Reinforcement Learning
A dataset for direct preference optimization was created, allowing student assistants to choose the best output from two generated by the model. This approach eliminated the need for post-training filtering.
Training
The ELM-small model was pre-trained on a single Nvidia A10 GPU for 48 hours, while the ELM-medium model took 720 hours. Fine-tuning was conducted using low-rank adaptation and reinforcement learning with human feedback. The training process was conducted on the secure SURF research cloud, demonstrating the feasibility of training context-specific models with limited resources.
Results
Qualitative Assessment
Qualitative assessment involved students using the ELM-small model to write essays and reflecting on its performance. Students found the model’s outputs coherent and aligned with academic language but noted limitations in generating long texts and maintaining coherence on abstract topics.
Quantitative Assessment
The ELM’s performance was assessed using the MMLU benchmark, focusing on subjects relevant to Erasmus University. The model specialized in social sciences and humanities, aligning with the university’s profile.
COMPASS Assessment
The COMPASS framework was used to evaluate the ELM’s trustworthiness across several criteria. The model scored highly in context definition, privacy, and sustainability but identified areas for improvement in defining success metrics and embedding explainability methods.
Conclusion
The ELM demonstrates that context-specific models can achieve acceptable performance with limited resources, offering a viable alternative to large commercial models. The iterative development process, involving feedback from students, highlighted the benefits of smaller, context-bound models.
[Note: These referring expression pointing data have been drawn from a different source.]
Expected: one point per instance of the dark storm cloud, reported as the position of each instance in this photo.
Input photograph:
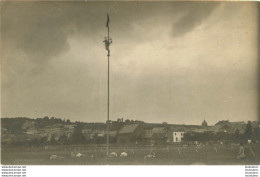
(41, 29)
(195, 14)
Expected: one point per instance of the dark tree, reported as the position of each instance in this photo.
(248, 132)
(77, 137)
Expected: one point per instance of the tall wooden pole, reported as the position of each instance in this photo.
(108, 54)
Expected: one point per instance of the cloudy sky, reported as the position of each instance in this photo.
(178, 62)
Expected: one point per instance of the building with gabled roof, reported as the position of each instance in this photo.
(130, 133)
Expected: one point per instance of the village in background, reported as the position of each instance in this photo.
(55, 131)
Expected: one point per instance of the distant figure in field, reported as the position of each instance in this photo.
(241, 153)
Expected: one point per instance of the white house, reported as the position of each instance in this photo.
(177, 136)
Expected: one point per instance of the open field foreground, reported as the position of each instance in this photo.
(164, 155)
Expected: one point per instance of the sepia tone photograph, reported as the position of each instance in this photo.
(129, 83)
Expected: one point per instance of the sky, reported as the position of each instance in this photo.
(174, 62)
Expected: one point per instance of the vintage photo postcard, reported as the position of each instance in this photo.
(129, 83)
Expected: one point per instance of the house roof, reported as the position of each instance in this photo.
(158, 130)
(128, 128)
(147, 134)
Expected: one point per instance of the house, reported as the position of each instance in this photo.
(130, 133)
(204, 124)
(177, 136)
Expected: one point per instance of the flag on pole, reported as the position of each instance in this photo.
(107, 21)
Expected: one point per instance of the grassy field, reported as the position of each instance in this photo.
(164, 155)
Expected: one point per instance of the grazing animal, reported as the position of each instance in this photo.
(123, 154)
(113, 154)
(78, 155)
(215, 148)
(53, 157)
(198, 163)
(152, 155)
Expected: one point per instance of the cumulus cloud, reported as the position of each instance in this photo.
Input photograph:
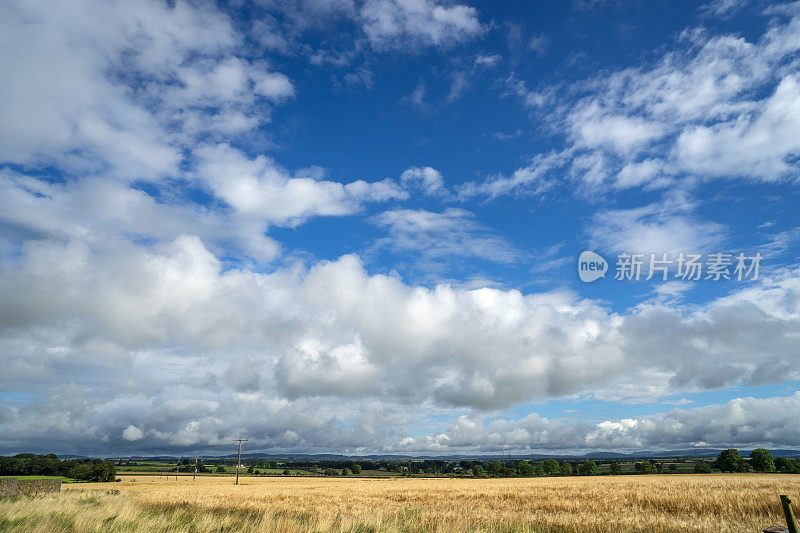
(258, 188)
(414, 23)
(670, 226)
(451, 233)
(132, 433)
(714, 107)
(135, 84)
(428, 179)
(219, 351)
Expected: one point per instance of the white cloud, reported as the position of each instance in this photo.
(415, 23)
(223, 351)
(259, 189)
(428, 179)
(136, 83)
(715, 107)
(132, 433)
(451, 233)
(487, 60)
(670, 226)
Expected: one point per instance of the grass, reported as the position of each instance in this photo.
(666, 503)
(62, 478)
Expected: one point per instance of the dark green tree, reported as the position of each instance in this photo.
(786, 465)
(646, 467)
(550, 467)
(588, 468)
(701, 467)
(525, 469)
(730, 460)
(761, 460)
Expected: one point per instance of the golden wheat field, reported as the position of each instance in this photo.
(701, 503)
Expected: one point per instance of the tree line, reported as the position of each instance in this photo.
(29, 464)
(760, 460)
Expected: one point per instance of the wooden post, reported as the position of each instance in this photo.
(791, 523)
(239, 460)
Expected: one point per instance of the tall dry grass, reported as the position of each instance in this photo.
(729, 503)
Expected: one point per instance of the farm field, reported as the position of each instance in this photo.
(700, 503)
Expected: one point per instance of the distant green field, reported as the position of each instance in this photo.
(63, 479)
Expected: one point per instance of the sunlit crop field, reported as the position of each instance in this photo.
(702, 503)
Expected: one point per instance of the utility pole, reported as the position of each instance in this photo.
(239, 460)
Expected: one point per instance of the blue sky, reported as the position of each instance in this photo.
(353, 226)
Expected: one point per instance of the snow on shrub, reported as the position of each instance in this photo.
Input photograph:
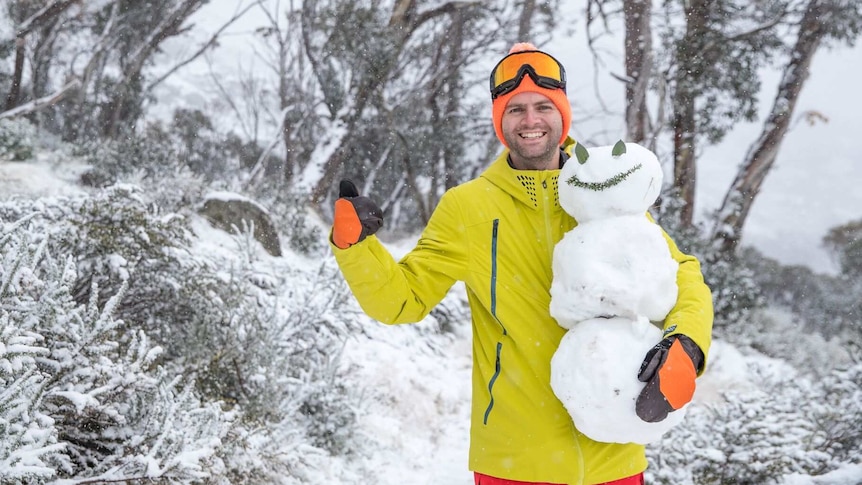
(82, 397)
(256, 341)
(788, 427)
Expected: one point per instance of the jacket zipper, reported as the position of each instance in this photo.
(497, 365)
(549, 233)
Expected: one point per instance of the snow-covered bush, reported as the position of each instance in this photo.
(790, 426)
(262, 343)
(17, 137)
(82, 395)
(290, 213)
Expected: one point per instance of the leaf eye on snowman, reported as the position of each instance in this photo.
(582, 154)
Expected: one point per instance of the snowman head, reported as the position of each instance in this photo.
(610, 181)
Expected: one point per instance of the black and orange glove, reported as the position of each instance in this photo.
(356, 217)
(669, 369)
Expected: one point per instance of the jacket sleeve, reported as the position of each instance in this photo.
(693, 313)
(406, 291)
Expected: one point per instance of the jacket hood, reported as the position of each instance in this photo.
(522, 184)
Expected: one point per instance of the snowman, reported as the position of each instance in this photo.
(613, 277)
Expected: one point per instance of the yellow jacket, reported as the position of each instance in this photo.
(497, 234)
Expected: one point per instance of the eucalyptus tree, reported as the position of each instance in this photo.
(700, 62)
(381, 92)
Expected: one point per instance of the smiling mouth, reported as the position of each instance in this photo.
(615, 180)
(532, 135)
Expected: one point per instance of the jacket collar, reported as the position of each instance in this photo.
(524, 185)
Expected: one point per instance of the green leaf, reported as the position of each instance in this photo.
(581, 153)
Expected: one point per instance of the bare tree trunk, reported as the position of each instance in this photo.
(403, 24)
(638, 47)
(44, 15)
(688, 74)
(762, 154)
(525, 22)
(169, 27)
(17, 75)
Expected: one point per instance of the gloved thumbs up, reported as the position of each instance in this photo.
(356, 217)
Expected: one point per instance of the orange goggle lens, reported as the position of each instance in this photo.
(545, 71)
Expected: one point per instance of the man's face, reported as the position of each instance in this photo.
(532, 127)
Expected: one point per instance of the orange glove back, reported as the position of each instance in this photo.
(669, 369)
(355, 217)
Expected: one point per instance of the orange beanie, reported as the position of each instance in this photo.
(557, 96)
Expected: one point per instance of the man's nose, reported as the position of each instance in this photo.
(530, 115)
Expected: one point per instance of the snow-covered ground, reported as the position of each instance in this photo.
(414, 382)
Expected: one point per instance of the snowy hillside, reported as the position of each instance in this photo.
(410, 385)
(811, 189)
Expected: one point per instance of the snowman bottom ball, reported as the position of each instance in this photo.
(594, 374)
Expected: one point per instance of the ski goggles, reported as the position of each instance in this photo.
(542, 68)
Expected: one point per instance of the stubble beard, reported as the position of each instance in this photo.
(532, 159)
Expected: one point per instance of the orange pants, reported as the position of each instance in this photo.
(486, 480)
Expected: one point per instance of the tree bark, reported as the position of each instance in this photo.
(41, 17)
(403, 24)
(762, 155)
(169, 27)
(638, 60)
(525, 21)
(688, 74)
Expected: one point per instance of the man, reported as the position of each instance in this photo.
(497, 233)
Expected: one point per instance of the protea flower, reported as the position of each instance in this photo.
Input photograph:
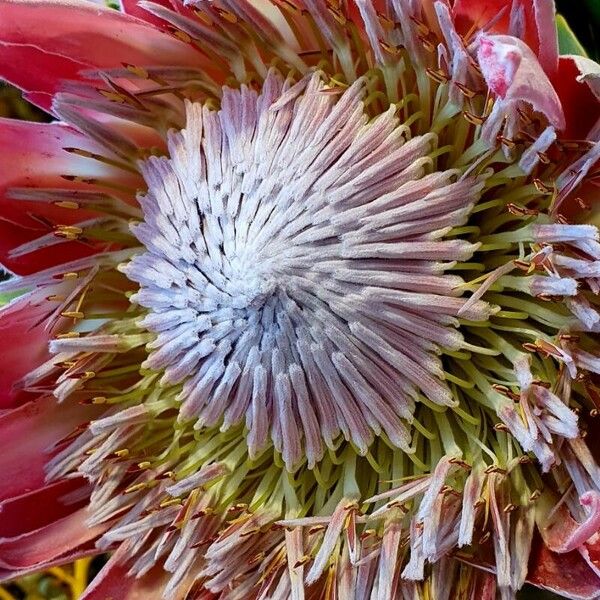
(308, 306)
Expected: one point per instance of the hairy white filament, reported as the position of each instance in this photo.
(295, 267)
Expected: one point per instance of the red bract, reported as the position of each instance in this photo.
(303, 311)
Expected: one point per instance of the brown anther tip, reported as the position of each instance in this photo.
(461, 463)
(544, 158)
(72, 314)
(495, 469)
(437, 75)
(535, 495)
(530, 347)
(583, 203)
(316, 529)
(68, 335)
(427, 45)
(83, 376)
(390, 49)
(502, 389)
(139, 71)
(473, 119)
(541, 187)
(569, 337)
(465, 91)
(485, 537)
(302, 561)
(226, 15)
(507, 142)
(66, 204)
(170, 502)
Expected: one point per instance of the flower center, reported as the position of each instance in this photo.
(295, 267)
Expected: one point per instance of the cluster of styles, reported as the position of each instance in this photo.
(309, 310)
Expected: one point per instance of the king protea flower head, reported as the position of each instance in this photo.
(308, 305)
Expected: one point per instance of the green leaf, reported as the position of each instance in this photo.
(594, 7)
(567, 40)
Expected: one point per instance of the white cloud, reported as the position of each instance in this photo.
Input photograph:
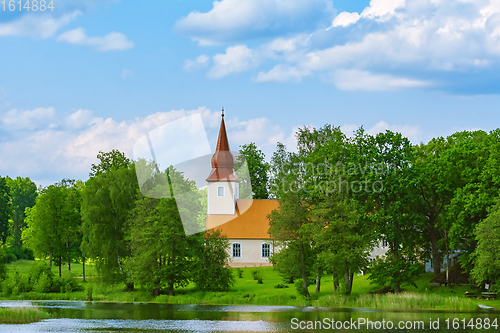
(236, 59)
(28, 119)
(48, 148)
(231, 20)
(344, 19)
(109, 42)
(362, 80)
(282, 73)
(127, 73)
(382, 8)
(387, 43)
(36, 25)
(193, 65)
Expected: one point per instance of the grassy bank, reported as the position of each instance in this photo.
(21, 315)
(248, 291)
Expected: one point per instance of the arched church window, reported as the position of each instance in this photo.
(220, 191)
(236, 250)
(266, 250)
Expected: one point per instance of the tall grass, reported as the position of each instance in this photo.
(22, 315)
(403, 301)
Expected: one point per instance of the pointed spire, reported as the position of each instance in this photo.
(222, 160)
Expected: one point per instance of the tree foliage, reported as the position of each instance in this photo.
(4, 210)
(213, 272)
(487, 254)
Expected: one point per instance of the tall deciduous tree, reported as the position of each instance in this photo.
(107, 198)
(213, 272)
(258, 171)
(435, 184)
(391, 208)
(4, 209)
(476, 157)
(290, 225)
(486, 256)
(162, 254)
(47, 225)
(23, 194)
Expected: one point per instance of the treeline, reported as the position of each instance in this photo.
(130, 238)
(340, 196)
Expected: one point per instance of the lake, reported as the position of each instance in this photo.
(77, 316)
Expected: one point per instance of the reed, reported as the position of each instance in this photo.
(22, 315)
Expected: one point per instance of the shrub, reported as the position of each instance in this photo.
(37, 270)
(258, 275)
(280, 286)
(43, 284)
(88, 292)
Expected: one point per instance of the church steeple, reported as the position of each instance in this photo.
(222, 160)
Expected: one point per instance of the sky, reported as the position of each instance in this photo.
(95, 75)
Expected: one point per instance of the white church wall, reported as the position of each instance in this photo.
(251, 252)
(221, 204)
The ELM serves as a proof of concept, showing that organizations with resource constraints can develop effective language models tailored to their specific needs.
Acknowledgements
The authors acknowledge the contributions of Ilias McAuliffe and Marios Papamanolis in dataset production and model development. The project was funded by Convergence AI, Data & Digitalisation, and Erasmus Trustfonds, with logistical support from the Erasmus Center for Data Analytics, SURF, and the Erasmus Future Library Lab. Special thanks to the students of the AI and Societal Impact minor for their feedback.
Author Contributions
João Gonçalves coordinated the technical development of ELM and wrote the majority of the paper. Nick Jelicic developed a substantial part of the code and acquired the data. Michele Murgia led the project, wrote the section on the epistemic-functional approach, and managed student assistants. Evert Stamhuis provided insights and facilitated collaboration.